Ben alors, p'tit gars, qu'est-ce qu'il t'arrive ?

Rena

— Mais tu sais, Mii, je le comprends.

Moi aussi, depuis que je suis venue ici, tout est différent.

Rena

... Je parie que ce village est magique. Il y a un enchantement pour rendre les habitants heureux.

Keiichi

— T'es heureuse, toi, Rena ?

Rena

— Oui.

Depuis que j'ai emménagé ici, c'est le bonheur tous les jours.

Keiichi

— Ouais, moi aussi.

Mion

— Eh, les enfants, on se calme, là !

Je me retrouve toute seule, moi, du coup ?

Bouh ! C'est nul !

Le ciel était limpide, et les nuages longs et fins s'étiraient, d'un blanc pur, pour s'effriter en mille morceaux.

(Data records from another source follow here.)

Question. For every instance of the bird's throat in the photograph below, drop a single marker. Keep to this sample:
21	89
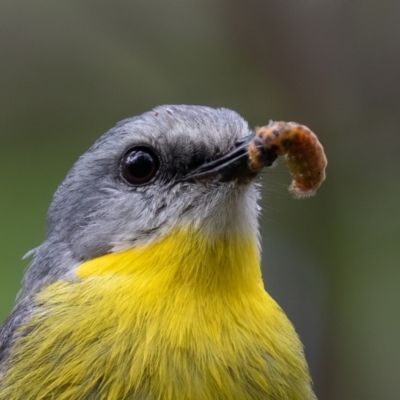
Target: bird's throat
185	257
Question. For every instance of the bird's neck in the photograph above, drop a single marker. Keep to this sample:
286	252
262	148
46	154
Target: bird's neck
189	258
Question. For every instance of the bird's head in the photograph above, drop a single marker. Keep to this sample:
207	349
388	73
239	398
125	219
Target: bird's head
171	168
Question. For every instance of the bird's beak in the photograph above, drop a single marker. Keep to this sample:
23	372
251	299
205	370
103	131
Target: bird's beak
232	166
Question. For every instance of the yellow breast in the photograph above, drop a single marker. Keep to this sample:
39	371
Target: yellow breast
186	317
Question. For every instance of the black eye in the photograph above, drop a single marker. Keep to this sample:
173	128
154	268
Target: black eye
139	165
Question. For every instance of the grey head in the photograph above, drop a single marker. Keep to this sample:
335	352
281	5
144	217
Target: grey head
174	165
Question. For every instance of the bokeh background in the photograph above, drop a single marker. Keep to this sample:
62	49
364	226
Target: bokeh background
70	70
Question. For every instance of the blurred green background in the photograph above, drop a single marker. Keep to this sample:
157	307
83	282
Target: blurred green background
70	70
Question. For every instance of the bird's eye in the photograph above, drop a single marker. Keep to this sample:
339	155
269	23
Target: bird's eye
139	165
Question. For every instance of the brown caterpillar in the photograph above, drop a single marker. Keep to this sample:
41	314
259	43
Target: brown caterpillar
304	154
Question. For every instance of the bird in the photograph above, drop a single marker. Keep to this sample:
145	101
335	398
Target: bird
148	284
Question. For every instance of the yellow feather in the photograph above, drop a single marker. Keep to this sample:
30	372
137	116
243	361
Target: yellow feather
186	317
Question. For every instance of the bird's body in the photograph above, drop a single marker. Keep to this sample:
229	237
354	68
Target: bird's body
171	308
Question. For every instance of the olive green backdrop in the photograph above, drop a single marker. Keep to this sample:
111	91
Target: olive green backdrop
69	70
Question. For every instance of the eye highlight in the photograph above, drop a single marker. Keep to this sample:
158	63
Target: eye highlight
139	165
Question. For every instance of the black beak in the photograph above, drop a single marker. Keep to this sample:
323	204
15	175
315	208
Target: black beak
232	166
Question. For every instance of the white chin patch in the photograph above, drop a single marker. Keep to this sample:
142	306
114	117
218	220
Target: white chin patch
230	210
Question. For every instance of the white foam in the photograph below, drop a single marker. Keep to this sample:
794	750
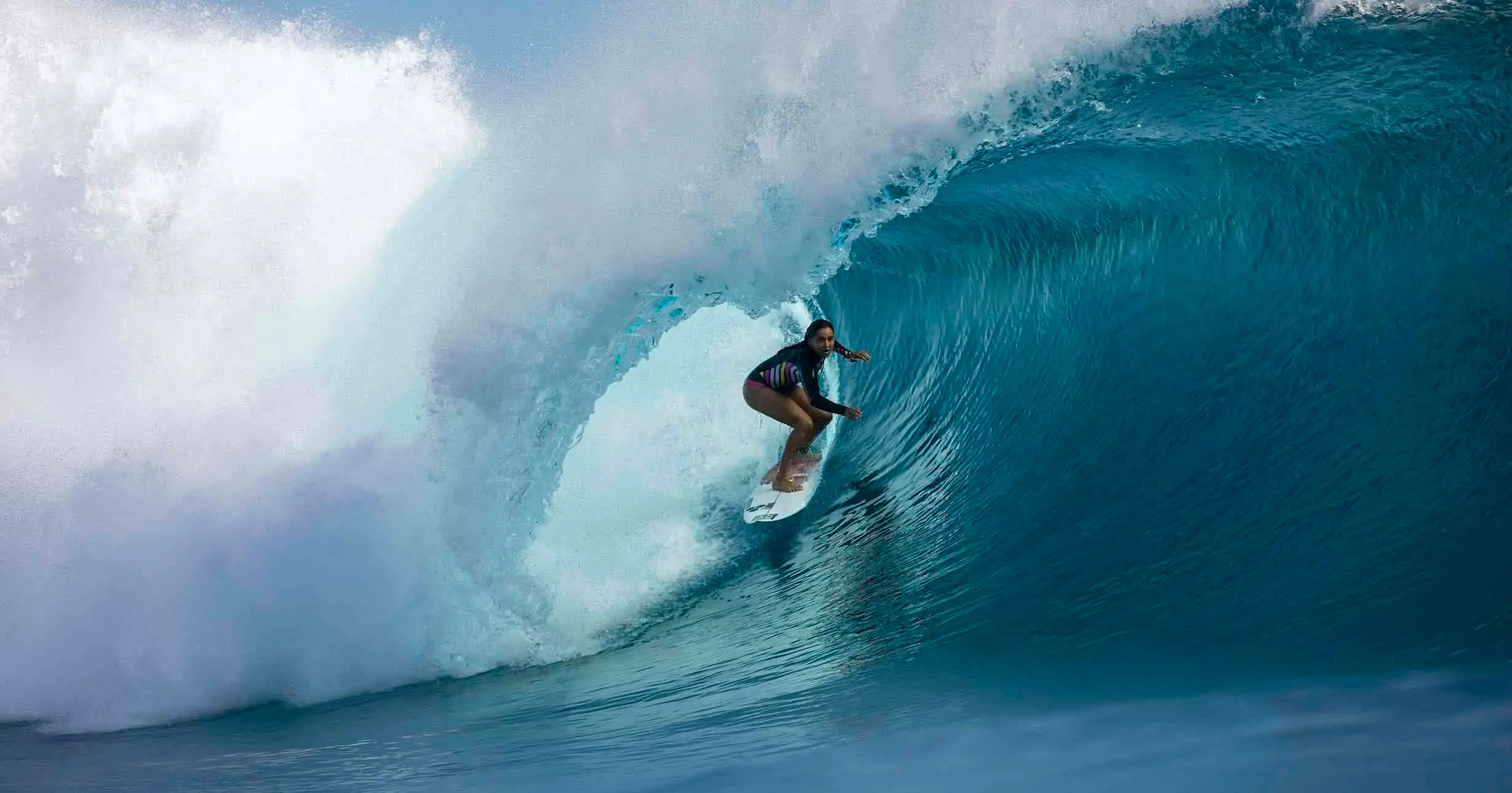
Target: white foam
262	389
663	450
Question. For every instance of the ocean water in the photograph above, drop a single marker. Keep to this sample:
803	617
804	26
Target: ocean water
369	421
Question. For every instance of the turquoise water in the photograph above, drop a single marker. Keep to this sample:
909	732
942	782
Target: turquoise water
1184	465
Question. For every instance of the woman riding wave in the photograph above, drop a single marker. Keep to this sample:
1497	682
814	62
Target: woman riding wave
787	388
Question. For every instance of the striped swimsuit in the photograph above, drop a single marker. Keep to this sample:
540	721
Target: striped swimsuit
794	366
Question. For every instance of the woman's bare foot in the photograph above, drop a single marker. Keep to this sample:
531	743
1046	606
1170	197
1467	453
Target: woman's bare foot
785	485
806	459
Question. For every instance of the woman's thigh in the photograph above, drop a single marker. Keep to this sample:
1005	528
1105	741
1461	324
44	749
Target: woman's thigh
776	404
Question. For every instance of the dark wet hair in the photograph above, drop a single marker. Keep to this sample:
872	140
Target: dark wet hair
817	326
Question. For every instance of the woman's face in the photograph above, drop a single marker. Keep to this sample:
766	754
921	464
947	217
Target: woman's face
823	342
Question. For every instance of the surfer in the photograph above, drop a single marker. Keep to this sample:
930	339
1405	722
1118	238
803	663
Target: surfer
787	388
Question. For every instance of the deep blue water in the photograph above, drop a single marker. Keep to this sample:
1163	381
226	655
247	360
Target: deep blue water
1186	465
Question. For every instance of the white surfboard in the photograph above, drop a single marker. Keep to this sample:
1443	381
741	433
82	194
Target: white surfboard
767	505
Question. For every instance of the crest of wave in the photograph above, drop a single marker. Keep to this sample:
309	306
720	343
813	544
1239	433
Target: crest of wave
264	408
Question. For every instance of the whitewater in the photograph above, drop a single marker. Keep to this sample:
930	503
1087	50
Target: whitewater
371	421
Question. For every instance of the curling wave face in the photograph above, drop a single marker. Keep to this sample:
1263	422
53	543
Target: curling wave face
1191	353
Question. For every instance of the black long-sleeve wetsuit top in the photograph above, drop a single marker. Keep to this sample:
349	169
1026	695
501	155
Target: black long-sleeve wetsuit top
797	365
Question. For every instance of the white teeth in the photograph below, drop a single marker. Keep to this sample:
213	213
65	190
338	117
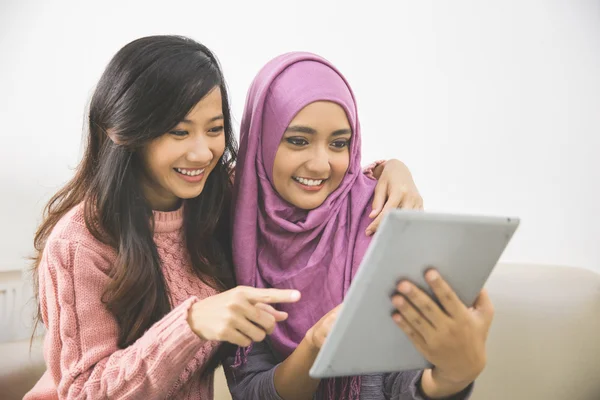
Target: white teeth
309	182
190	172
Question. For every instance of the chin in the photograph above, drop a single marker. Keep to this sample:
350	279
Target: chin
189	194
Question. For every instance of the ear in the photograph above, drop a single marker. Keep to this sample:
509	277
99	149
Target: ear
112	135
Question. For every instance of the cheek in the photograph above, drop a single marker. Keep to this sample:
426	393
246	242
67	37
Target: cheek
283	168
218	147
339	165
159	157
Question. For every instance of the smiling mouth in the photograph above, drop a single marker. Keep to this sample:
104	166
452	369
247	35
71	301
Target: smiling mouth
310	184
190	172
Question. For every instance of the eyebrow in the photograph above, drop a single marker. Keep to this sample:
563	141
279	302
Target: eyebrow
311	131
213	119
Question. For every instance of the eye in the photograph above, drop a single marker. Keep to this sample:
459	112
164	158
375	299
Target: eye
297	141
341	144
215	131
179	133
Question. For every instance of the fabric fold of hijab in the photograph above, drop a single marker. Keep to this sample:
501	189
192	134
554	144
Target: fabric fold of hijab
274	243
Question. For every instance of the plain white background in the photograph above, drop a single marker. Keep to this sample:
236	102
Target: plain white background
494	105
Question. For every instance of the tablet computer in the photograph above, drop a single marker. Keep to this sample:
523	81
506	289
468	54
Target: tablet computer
463	248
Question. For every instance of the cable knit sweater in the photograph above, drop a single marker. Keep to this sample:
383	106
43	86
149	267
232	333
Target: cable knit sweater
80	346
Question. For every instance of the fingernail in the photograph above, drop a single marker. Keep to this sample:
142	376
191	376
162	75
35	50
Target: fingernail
433	276
404	288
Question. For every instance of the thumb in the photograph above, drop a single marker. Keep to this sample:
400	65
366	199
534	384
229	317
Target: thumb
483	304
278	315
378	198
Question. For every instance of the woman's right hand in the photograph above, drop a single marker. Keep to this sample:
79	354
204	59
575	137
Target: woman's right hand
240	315
318	333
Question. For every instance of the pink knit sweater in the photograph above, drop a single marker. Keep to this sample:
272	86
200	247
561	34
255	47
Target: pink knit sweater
80	346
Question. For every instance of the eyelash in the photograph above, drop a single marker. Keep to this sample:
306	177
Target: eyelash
214	131
301	142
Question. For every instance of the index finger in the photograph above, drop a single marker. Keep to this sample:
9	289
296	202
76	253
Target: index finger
255	295
445	294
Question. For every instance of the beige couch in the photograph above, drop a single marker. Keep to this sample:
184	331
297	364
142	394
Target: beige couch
544	343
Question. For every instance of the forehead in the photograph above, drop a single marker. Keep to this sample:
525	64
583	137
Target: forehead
321	113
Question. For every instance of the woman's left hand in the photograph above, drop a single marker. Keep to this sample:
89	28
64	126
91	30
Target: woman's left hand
395	189
453	338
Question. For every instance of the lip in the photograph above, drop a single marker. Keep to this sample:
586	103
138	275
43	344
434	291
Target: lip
191	179
310	188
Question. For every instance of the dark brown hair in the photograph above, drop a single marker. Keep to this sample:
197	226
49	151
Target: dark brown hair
148	87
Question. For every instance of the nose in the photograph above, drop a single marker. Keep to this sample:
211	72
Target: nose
319	161
200	152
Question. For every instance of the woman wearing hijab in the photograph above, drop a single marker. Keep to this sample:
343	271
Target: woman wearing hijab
301	209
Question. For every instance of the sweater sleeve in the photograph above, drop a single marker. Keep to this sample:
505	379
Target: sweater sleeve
406	386
253	379
80	347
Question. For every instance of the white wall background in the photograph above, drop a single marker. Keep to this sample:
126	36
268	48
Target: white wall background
494	105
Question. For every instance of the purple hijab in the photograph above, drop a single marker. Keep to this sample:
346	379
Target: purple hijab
274	243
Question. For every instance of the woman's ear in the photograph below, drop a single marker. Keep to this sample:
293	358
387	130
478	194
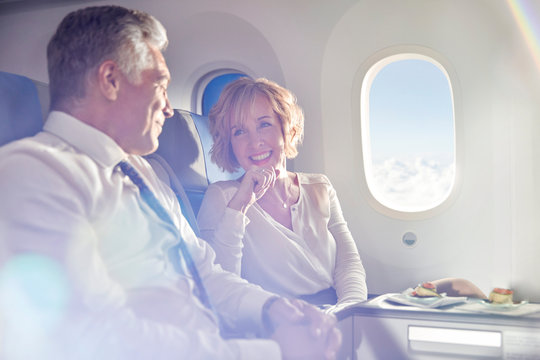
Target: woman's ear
109	77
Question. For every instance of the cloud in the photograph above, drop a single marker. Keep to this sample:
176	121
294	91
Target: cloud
415	185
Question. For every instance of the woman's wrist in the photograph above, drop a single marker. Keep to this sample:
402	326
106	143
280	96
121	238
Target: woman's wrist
268	325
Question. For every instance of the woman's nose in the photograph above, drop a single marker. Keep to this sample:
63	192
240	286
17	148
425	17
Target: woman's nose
255	139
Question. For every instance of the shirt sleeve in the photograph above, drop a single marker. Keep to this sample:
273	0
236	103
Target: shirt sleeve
223	228
349	273
69	306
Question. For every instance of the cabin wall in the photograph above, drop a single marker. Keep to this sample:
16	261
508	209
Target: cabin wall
319	49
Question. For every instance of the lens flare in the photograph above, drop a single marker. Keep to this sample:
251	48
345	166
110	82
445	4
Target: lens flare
33	297
524	15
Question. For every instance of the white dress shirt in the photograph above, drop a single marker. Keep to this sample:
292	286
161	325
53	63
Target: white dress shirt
101	284
319	251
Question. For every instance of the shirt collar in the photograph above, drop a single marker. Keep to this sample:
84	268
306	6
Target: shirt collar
87	139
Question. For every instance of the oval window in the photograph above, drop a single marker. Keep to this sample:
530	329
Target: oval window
213	90
408	132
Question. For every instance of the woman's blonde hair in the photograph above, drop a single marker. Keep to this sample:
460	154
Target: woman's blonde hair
235	102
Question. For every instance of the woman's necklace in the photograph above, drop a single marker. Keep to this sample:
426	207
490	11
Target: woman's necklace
284	202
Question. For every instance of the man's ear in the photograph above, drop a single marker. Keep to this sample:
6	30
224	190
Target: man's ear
109	78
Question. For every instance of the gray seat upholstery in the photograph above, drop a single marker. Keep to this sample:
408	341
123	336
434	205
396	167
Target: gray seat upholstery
185	145
20	108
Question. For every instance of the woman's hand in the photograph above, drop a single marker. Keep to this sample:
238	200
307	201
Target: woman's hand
254	184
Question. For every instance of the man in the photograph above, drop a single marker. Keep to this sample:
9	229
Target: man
91	265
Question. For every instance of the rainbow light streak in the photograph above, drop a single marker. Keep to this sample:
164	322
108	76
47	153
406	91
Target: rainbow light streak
523	14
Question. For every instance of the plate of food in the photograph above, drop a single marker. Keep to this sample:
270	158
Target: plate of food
425	295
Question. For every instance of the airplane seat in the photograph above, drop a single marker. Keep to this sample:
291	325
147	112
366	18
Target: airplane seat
185	144
21	112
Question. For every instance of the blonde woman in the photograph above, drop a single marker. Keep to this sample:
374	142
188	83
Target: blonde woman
279	229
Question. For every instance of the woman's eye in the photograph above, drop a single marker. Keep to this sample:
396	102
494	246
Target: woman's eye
238	132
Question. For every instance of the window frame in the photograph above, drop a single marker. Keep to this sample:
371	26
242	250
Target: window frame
362	81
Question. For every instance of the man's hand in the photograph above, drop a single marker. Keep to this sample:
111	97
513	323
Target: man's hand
303	331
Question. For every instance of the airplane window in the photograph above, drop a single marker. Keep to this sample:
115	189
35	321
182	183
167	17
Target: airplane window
408	133
213	90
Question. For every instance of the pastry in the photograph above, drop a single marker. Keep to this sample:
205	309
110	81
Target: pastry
426	289
501	296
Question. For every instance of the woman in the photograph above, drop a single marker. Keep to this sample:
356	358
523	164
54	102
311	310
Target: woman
282	230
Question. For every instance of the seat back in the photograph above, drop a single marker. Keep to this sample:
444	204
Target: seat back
185	145
21	112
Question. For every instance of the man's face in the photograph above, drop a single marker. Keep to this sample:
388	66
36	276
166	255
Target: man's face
143	108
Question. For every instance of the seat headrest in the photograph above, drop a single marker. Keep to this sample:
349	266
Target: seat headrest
185	144
20	109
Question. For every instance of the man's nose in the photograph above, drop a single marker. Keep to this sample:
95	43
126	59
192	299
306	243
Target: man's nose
168	110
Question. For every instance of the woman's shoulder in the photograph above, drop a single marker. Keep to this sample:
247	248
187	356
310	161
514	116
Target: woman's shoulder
225	187
313	179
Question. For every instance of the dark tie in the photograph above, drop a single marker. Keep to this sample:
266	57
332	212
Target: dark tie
154	203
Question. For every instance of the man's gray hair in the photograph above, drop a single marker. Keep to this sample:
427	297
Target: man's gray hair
87	37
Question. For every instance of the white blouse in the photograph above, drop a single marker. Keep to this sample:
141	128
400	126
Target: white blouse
318	253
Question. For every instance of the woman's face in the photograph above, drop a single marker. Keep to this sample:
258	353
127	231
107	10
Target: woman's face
258	140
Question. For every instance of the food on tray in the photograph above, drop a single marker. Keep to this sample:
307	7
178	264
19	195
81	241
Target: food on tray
426	289
501	296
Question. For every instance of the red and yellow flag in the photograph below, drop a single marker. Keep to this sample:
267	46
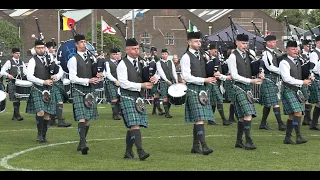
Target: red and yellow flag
65	23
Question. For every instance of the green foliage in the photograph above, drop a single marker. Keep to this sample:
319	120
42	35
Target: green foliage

Le chant des grillons nous rappelait que cette année, l'été était arrivé beaucoup plus tôt que prévu.

Alors comme ça, c'est bientôt la fête ?

Je parie que ce sera super marrant.

Et après la fête, l'été sera encore mieux.

Et il est vraiment, mais vraiment tout proche.

Enfin, les cours prirent fin et l'heure de notre club arriva.

Je suis sûre que ce sera super marrant.

Je vais faire un beau boxon avec les autres, et tout ira bien.

Sauf que Mii reçut un coup de fil et dut partir travailler. Alors le club a été annulé.

Tsss.

Je me suis réjouie trop vite.

Bah, tant pis.

Je vais discuter avec Keiichi en rentrant, ce sera toujours ça de pris.

Il dit des choses méchantes de temps en temps, mais au fond, il est gentil.

Quand je lui parle, j'oublie un peu la mélancolie triste de ma vie ordinaire.

... Hein ?

... J'ai le cafard, moi ?

Mais enfin, je m'amuse tous les jours ! Je suis super heureuse, pourtant ?

... Pourquoi est-ce que j'ai le cafard ?

... Oh, je sais bien ce qui me défrise.

Mais grâce à Rina, Papa est redevenu quelqu'un.

Avant de la rencontrer, il était tout au mieux aussi visible et utile qu'une ampoule allumée en plein jour.

Si j'étais méchante, je dirais qu'il était une loque humaine, un cadavre debout.

Mais depuis qu'il passe du temps avec Rina, il a recommencé à sourire, comme avant, lorsque nous vivions encore avec Maman et que tout allait bien.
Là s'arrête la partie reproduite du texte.